From the Kitchen: Irish Coffee with Bailey’s Whipped Cream & Irish Butter Oatmeal Sandwich Cookies
With St. Patrick’s day just a few days away, I thought it a “golden” opportunity to share these very fun and festive recipes with you. I know I’ve mentioned my disdain for artificial coloring in baking before, but when I discovered these metallic edible spray paints, I just couldn’t resist. The opportunity to paint all of my food gold was just too good a prospect. I’ve always been drawn to the festive nature of St. Patrick’s day and the delicious food and drink involved with celebrating (especially since turning 21). I’m not usually a fan of whiskey, but one of my favorite St. Patty’s day themed drinks is Irish Coffee and since I LOVE Bailey’s Irish Cream, I added a dash to heavy whipping cream which made my spiked coffee that much more delicious.
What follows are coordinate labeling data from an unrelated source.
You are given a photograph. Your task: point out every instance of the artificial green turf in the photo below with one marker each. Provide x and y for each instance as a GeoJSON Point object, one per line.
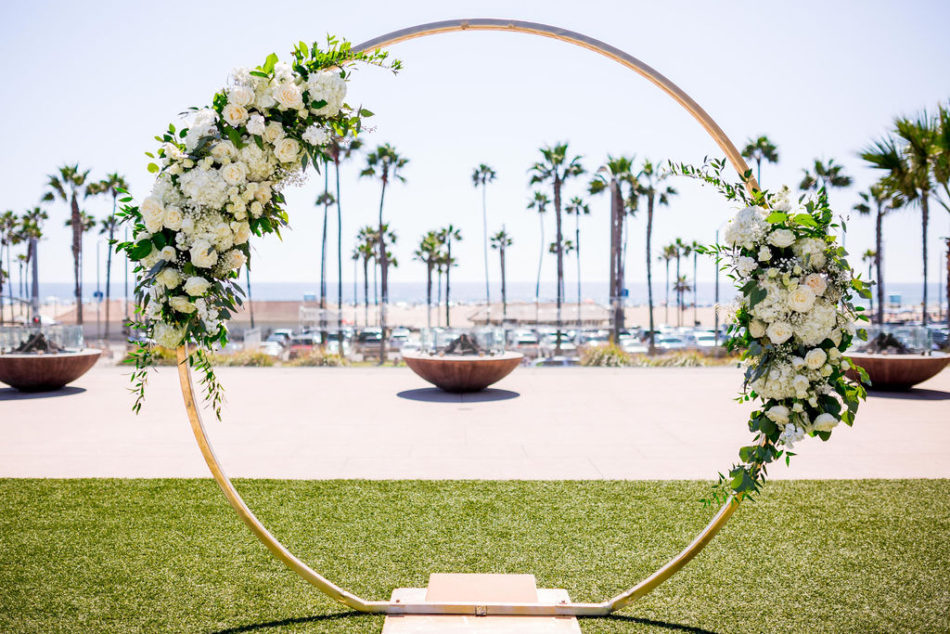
{"type": "Point", "coordinates": [169, 555]}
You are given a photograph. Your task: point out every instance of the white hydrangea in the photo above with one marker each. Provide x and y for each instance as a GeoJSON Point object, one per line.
{"type": "Point", "coordinates": [747, 229]}
{"type": "Point", "coordinates": [327, 86]}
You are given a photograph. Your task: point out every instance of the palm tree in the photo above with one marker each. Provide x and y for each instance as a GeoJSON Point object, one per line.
{"type": "Point", "coordinates": [611, 176]}
{"type": "Point", "coordinates": [367, 250]}
{"type": "Point", "coordinates": [501, 241]}
{"type": "Point", "coordinates": [68, 184]}
{"type": "Point", "coordinates": [384, 163]}
{"type": "Point", "coordinates": [447, 235]}
{"type": "Point", "coordinates": [481, 176]}
{"type": "Point", "coordinates": [650, 186]}
{"type": "Point", "coordinates": [577, 207]}
{"type": "Point", "coordinates": [428, 252]}
{"type": "Point", "coordinates": [758, 150]}
{"type": "Point", "coordinates": [683, 250]}
{"type": "Point", "coordinates": [539, 203]}
{"type": "Point", "coordinates": [341, 149]}
{"type": "Point", "coordinates": [111, 185]}
{"type": "Point", "coordinates": [667, 253]}
{"type": "Point", "coordinates": [31, 229]}
{"type": "Point", "coordinates": [556, 168]}
{"type": "Point", "coordinates": [9, 223]}
{"type": "Point", "coordinates": [908, 171]}
{"type": "Point", "coordinates": [695, 248]}
{"type": "Point", "coordinates": [326, 199]}
{"type": "Point", "coordinates": [870, 257]}
{"type": "Point", "coordinates": [884, 201]}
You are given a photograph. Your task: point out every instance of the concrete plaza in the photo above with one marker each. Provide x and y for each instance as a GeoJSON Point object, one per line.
{"type": "Point", "coordinates": [547, 423]}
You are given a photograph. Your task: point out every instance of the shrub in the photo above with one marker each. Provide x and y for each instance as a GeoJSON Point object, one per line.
{"type": "Point", "coordinates": [318, 359]}
{"type": "Point", "coordinates": [607, 356]}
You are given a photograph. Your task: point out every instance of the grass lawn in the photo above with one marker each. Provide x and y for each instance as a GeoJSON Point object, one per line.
{"type": "Point", "coordinates": [169, 555]}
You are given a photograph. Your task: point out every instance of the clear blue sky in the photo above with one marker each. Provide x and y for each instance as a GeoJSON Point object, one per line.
{"type": "Point", "coordinates": [94, 81]}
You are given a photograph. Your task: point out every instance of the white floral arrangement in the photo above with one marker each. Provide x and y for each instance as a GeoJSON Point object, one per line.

And because I’ve been dying for the perfect opportunity to use my edible gold paint, I made “gold coin” Irish butter and oats cookies filled with melted dark chocolate and sprayed gold to accompany my Irish coffee. This combination made for such a fun and unexpected afternoon treat, I’m pretty sure anyone would be excited to enjoy these. Recipes after the jump! xoxo!
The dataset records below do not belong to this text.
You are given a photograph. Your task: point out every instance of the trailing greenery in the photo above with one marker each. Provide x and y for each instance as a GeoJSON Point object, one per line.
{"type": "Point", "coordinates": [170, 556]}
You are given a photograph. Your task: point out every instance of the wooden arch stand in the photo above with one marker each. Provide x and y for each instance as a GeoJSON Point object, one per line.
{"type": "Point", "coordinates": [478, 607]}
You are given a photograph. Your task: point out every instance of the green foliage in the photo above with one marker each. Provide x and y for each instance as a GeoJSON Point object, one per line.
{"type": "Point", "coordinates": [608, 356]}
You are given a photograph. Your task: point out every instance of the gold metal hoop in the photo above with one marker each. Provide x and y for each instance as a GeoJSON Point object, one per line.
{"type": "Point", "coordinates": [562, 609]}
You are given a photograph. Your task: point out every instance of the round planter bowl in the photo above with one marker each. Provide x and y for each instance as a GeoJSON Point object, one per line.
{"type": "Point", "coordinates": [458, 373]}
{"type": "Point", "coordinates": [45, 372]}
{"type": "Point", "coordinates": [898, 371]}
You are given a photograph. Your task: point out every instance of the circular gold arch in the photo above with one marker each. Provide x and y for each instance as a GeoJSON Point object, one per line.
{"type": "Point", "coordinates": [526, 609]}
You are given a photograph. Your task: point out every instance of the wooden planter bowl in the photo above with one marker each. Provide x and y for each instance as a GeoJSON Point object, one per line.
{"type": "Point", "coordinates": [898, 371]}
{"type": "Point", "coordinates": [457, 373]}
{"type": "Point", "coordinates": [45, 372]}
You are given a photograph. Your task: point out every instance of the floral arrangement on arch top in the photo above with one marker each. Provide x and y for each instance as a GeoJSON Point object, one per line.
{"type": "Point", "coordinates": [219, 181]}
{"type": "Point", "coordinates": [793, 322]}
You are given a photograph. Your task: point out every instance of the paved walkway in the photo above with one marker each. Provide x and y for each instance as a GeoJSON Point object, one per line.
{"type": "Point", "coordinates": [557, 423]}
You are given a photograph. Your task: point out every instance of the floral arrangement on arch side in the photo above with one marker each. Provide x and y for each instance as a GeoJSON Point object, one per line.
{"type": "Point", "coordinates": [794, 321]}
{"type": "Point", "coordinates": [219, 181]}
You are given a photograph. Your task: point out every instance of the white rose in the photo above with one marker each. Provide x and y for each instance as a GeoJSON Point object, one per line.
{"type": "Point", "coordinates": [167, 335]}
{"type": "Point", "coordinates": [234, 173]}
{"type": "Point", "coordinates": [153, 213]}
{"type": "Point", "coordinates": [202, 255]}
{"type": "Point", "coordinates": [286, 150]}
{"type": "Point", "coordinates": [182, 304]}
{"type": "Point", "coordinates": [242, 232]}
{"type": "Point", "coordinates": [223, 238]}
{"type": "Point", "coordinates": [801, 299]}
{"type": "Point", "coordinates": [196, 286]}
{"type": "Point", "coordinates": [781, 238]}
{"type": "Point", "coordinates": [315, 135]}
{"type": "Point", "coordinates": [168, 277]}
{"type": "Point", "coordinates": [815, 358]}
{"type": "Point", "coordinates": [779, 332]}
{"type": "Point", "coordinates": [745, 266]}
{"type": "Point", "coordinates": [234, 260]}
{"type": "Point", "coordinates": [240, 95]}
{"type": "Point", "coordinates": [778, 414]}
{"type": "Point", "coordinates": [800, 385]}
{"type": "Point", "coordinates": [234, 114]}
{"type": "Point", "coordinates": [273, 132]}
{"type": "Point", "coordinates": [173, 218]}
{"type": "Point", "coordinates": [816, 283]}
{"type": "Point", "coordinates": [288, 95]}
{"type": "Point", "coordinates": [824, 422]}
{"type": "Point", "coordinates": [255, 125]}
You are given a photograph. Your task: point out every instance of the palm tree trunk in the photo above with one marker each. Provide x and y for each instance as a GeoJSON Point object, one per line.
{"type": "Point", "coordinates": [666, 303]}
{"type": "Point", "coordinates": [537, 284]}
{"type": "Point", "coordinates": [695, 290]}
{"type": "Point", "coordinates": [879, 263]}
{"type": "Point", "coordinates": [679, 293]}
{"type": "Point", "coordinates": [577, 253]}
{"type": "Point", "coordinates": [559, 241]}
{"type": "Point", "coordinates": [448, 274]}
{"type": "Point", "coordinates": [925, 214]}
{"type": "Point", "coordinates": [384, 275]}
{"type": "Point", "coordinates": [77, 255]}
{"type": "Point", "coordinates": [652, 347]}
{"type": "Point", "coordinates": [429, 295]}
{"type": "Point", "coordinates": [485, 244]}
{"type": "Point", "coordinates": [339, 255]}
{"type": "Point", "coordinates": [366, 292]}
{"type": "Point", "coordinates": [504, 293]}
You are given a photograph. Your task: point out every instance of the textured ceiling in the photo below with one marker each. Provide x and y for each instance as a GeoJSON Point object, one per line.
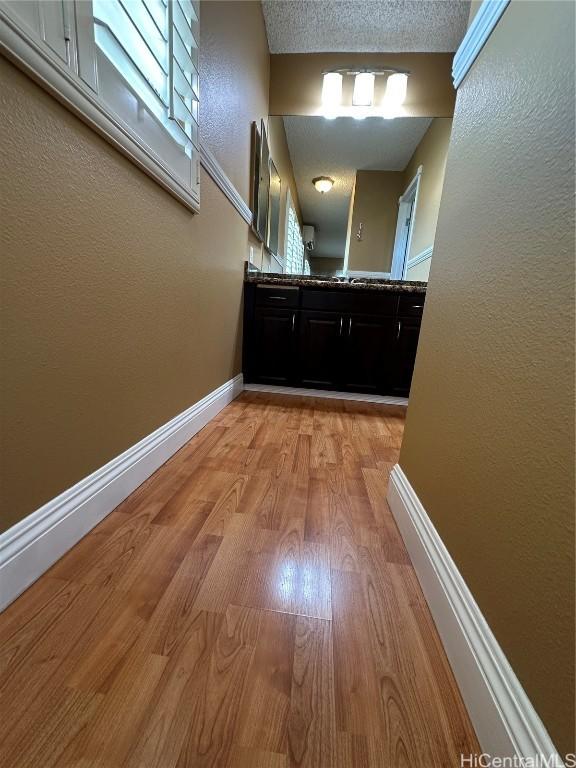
{"type": "Point", "coordinates": [338, 148]}
{"type": "Point", "coordinates": [388, 26]}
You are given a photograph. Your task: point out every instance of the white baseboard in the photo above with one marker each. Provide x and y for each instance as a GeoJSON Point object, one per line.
{"type": "Point", "coordinates": [383, 399]}
{"type": "Point", "coordinates": [31, 546]}
{"type": "Point", "coordinates": [506, 723]}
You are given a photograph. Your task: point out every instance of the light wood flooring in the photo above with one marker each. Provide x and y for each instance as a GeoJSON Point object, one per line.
{"type": "Point", "coordinates": [252, 605]}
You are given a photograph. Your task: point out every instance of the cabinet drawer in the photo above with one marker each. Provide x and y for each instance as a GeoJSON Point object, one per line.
{"type": "Point", "coordinates": [360, 302]}
{"type": "Point", "coordinates": [285, 297]}
{"type": "Point", "coordinates": [411, 305]}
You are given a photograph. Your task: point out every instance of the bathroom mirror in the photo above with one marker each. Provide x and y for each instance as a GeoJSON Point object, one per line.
{"type": "Point", "coordinates": [364, 194]}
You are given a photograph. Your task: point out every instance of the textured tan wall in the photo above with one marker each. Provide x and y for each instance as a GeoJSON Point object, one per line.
{"type": "Point", "coordinates": [235, 67]}
{"type": "Point", "coordinates": [489, 441]}
{"type": "Point", "coordinates": [376, 206]}
{"type": "Point", "coordinates": [281, 155]}
{"type": "Point", "coordinates": [119, 307]}
{"type": "Point", "coordinates": [431, 155]}
{"type": "Point", "coordinates": [296, 81]}
{"type": "Point", "coordinates": [325, 266]}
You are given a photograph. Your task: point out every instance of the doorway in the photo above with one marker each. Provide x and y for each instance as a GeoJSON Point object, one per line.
{"type": "Point", "coordinates": [405, 227]}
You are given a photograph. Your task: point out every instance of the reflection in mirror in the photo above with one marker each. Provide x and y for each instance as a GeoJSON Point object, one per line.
{"type": "Point", "coordinates": [378, 218]}
{"type": "Point", "coordinates": [274, 210]}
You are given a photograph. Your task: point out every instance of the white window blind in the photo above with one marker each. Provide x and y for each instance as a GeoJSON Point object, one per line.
{"type": "Point", "coordinates": [133, 65]}
{"type": "Point", "coordinates": [294, 259]}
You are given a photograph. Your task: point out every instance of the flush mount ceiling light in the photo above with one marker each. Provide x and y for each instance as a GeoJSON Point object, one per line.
{"type": "Point", "coordinates": [323, 183]}
{"type": "Point", "coordinates": [363, 89]}
{"type": "Point", "coordinates": [363, 93]}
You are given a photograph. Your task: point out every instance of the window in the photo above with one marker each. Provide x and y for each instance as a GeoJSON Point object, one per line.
{"type": "Point", "coordinates": [128, 67]}
{"type": "Point", "coordinates": [294, 258]}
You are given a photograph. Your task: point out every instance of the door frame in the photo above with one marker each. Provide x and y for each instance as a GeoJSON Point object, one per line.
{"type": "Point", "coordinates": [403, 237]}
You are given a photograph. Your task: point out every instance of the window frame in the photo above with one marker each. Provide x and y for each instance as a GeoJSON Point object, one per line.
{"type": "Point", "coordinates": [290, 206]}
{"type": "Point", "coordinates": [37, 60]}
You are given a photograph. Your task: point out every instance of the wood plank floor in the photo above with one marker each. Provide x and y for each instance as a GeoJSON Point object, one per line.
{"type": "Point", "coordinates": [252, 605]}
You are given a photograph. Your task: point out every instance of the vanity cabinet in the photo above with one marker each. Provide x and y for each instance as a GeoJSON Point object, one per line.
{"type": "Point", "coordinates": [274, 344]}
{"type": "Point", "coordinates": [331, 338]}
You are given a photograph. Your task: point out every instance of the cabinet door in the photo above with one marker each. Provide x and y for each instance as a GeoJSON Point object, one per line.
{"type": "Point", "coordinates": [320, 349]}
{"type": "Point", "coordinates": [405, 346]}
{"type": "Point", "coordinates": [368, 348]}
{"type": "Point", "coordinates": [273, 345]}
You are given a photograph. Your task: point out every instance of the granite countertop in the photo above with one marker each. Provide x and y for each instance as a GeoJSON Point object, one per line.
{"type": "Point", "coordinates": [316, 281]}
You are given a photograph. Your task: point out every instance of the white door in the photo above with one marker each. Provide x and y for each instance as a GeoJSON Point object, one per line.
{"type": "Point", "coordinates": [404, 228]}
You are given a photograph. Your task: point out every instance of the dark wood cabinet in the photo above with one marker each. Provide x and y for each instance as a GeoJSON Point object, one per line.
{"type": "Point", "coordinates": [367, 353]}
{"type": "Point", "coordinates": [405, 347]}
{"type": "Point", "coordinates": [273, 345]}
{"type": "Point", "coordinates": [319, 349]}
{"type": "Point", "coordinates": [321, 338]}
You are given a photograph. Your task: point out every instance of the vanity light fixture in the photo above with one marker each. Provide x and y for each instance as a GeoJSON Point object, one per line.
{"type": "Point", "coordinates": [396, 87]}
{"type": "Point", "coordinates": [363, 93]}
{"type": "Point", "coordinates": [323, 183]}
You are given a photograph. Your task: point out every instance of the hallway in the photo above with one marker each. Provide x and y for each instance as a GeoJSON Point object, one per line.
{"type": "Point", "coordinates": [251, 605]}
Irish Coffee (adapted from Martha Stewart)
Makes 4 servings
- 4 cups strong hot coffee
- 4 ounces Irish whiskey (I used Jameson)
- 1 cup heavy cream
- 2 teaspoon Bailey’s Irish Cream
- 1 tablespoon cane sugar
- Whisk cream, Bailey’s and cane sugar together in a medium bowl until stiff peaks form. Divide coffee and whiskey among 4 coffee cups, then top each with 1/4 cup whipped cream. Serve immediately.
- 1 1/3 cups all purpose flour
- 1 cup + 2 tbsp quick cooking oats (like McCanns)
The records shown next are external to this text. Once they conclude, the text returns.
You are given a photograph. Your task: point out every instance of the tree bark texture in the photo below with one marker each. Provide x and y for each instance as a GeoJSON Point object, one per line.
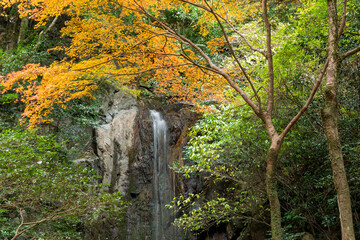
{"type": "Point", "coordinates": [330, 121]}
{"type": "Point", "coordinates": [271, 188]}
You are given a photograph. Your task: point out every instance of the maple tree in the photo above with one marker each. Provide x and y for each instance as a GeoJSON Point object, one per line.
{"type": "Point", "coordinates": [125, 40]}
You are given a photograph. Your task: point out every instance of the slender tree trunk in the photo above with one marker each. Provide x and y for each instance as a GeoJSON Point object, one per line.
{"type": "Point", "coordinates": [271, 187]}
{"type": "Point", "coordinates": [330, 118]}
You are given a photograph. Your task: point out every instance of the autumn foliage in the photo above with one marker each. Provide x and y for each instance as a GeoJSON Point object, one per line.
{"type": "Point", "coordinates": [121, 41]}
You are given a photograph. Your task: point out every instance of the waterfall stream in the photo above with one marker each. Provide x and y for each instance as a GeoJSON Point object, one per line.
{"type": "Point", "coordinates": [162, 228]}
{"type": "Point", "coordinates": [160, 162]}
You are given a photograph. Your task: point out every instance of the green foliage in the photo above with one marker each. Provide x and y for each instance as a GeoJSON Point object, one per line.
{"type": "Point", "coordinates": [223, 150]}
{"type": "Point", "coordinates": [38, 183]}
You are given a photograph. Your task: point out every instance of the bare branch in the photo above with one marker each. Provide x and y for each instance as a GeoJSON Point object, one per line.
{"type": "Point", "coordinates": [45, 31]}
{"type": "Point", "coordinates": [208, 60]}
{"type": "Point", "coordinates": [262, 52]}
{"type": "Point", "coordinates": [234, 55]}
{"type": "Point", "coordinates": [306, 105]}
{"type": "Point", "coordinates": [152, 69]}
{"type": "Point", "coordinates": [270, 60]}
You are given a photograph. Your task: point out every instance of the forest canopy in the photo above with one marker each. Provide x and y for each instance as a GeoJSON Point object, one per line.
{"type": "Point", "coordinates": [279, 59]}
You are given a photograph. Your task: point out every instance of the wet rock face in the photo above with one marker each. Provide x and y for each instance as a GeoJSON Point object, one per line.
{"type": "Point", "coordinates": [124, 146]}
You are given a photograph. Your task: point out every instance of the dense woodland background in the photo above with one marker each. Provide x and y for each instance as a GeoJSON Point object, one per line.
{"type": "Point", "coordinates": [248, 67]}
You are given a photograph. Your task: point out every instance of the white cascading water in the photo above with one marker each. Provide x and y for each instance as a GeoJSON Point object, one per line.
{"type": "Point", "coordinates": [160, 179]}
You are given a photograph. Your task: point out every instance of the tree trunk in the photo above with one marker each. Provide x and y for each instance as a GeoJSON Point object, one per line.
{"type": "Point", "coordinates": [330, 118]}
{"type": "Point", "coordinates": [271, 188]}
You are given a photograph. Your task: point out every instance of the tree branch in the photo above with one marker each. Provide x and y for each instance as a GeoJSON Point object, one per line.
{"type": "Point", "coordinates": [350, 53]}
{"type": "Point", "coordinates": [207, 58]}
{"type": "Point", "coordinates": [270, 60]}
{"type": "Point", "coordinates": [234, 55]}
{"type": "Point", "coordinates": [307, 103]}
{"type": "Point", "coordinates": [343, 19]}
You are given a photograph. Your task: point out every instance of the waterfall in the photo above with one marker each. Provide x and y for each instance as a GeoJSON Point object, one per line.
{"type": "Point", "coordinates": [162, 228]}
- 1/2 cup UNSALTED Irish butter (like Kerrygold), chilled and cut into small chunks
- 1/4 cup sugar
- 1/4 tsp salt
- 1 cup dark chocolate chips
- Edible Gold spray paint (found here or I bought mine here)
Preheat oven to 350°F
Combine flour, oats, sugar and salt in the bowl of a food processor. Pulse a few times to combine.
Add in butter. Pulse for about 1 minute, until dough forms. Pour onto plastic wrap and press into a round disc. Wrap and refrigerate for at least an hour.
Roll chilled dough out onto a floured surface to about 1/8″ thin. Using a 2″ round cookie cutter cut about 24 cookies out and place onto a parchment or silpat lined baking sheet (You may have to re-roll the dough to get all 24). Bake for 20-25 minutes, or until cookies are lightly browned around the edges. Let cookies cool completely on a cooling rack.
While cookies are cooling, melt chocolate chips in a double boiler. Using a pastry brush, “paint” chocolate onto the back side of each cookie and sandwich them together. Refrigerate for 30 more minutes to allow chocolate to harden and spray edible paint onto each cookie one side at a time. (I recommend doing this outside on a covered surface just like you would with actual spray paint). Enjoy!